Important: If useLdapAuth is true, LDAP authentication is enabled for all users and it takes precedence. All of the users who log in to PowerSC GUI must be configured for LDAP group authentication.
  1. Set useLdapAuth to true.
    pscuiserverctl set useLdapAuth true
    useLdapAuth=true
  2. Optional: Use the ldapsearch command (when available) to examine the available LDAP attributes for PowerSC GUI administrators in your environment. For example:
    ldapsearch -x -b "dc=your-company,dc=com" -h hostname-your-company.com 
    -D "CN=JUser,OU=Users,OU=Company Offices,DC=your-company,DC=com" -W "(sn=juser)"
    Note: The ldapsearch man page and rfc4515.txt provide valuable reference information for LDAP search.
  3. Set setldapgroup to a group name to check against. You can use the name of your choice. It can be, but does not have to be, an existing UNIX (AIX or Linux) group.

    The value you specify must exist in your LDAP environment and must identify all of the users who will use LDAP authentication.
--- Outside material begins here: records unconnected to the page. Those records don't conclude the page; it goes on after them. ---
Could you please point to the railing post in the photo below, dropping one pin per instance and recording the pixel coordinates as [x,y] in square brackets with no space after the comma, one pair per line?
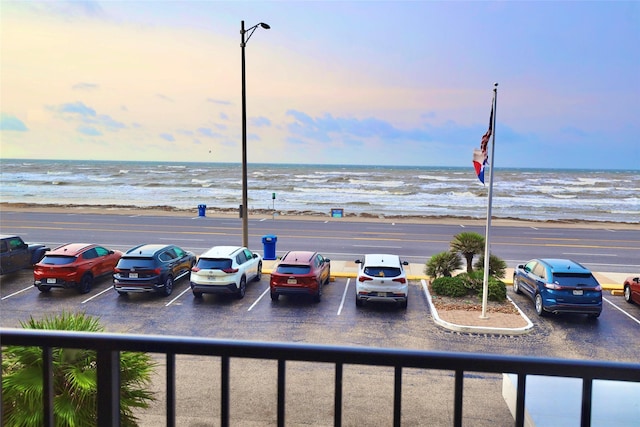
[47,386]
[458,398]
[171,389]
[108,388]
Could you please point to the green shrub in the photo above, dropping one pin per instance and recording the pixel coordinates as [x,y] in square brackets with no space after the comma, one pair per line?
[497,266]
[443,264]
[449,286]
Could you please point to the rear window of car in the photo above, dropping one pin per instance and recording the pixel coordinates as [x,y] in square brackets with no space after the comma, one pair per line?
[293,269]
[57,259]
[127,263]
[382,271]
[213,263]
[574,279]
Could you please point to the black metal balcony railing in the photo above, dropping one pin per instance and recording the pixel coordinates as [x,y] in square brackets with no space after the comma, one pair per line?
[109,346]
For example, assume that you create a group name of powersc_admin with a value of department=PowerSC Admin, where department=PowerSC Admin maps to an existing attribute in LDAP.

    pscuiserverctl setldapgroup powersc_admin "department=PowerSC Admin"
    powersc_admin=department=PowerSC Admin
  4. Add this group, powersc_admin in the example, to the logonGroupList, administratorGroupList, and endpoint list as appropriate.
    # pscuiserverctl set logonGroupList powersc_admin
    logonGroupList=powersc_admin
    
    # pscuiserverctl set administratorGroupList powersc_admin
    administratorGroupList=powersc_admin
    
    # pscuiserverctl setgroup powersc_admin [hostname]
    powersc_admin=hostname
  5. Set setldap to write the /etc/security/powersc/uiServer/ldap.conf.properties configuration file with an LDAP URL.

    To use SSL, first run the /opt/powersc/uiServer/bin/import_certificate.sh script to import the certificate of the LDAP server hostname into the PowerSC GUI server trusted store. Then, specify ldaps: in the URL.

    # pscuiserverctl setldap ldapServerUrl ldap://hostname.company.com
    ldapServerUrl=ldap://hostname.company.com
  6. Set setldap to write the /etc/security/powersc/uiServer/ldap.conf.properties file with the logonAttributeName.
    Note: The logonAttributeName must be the exact string userPrincipalName, and not the value of userPrincipalName in LDAP .
    # pscuiserverctl setldap logonAttributeName userPrincipalName
    logonAttributeName=userPrincipalName
  7. Set setldap to write the /etc/security/powersc/uiServer/passwords/ldapbindpw configuration file with the BIND user name and password.
    Important: The password is stored in clear text. Protect this file from unauthorized access.
    # pscuiserverctl setldap binddn user@company.com
    binddn=user@company.com
    # pscuiserverctl setldap bindpw "password"
  8. When the user logs in, their user name must match their LDAP userPrincipalName.
  9. PowerSC authenticates to LDAP with the Bind user name and password.
  10. If PowerSC finds the user in LDAP using the userPrincipalName, it then checks whether the user is a member of the specified LDAP group.
  11. If the user is a member of the LDAP group, PowerSC checks the group against the logonGroupList, administratorGroupList, and endpoint list as appropriate.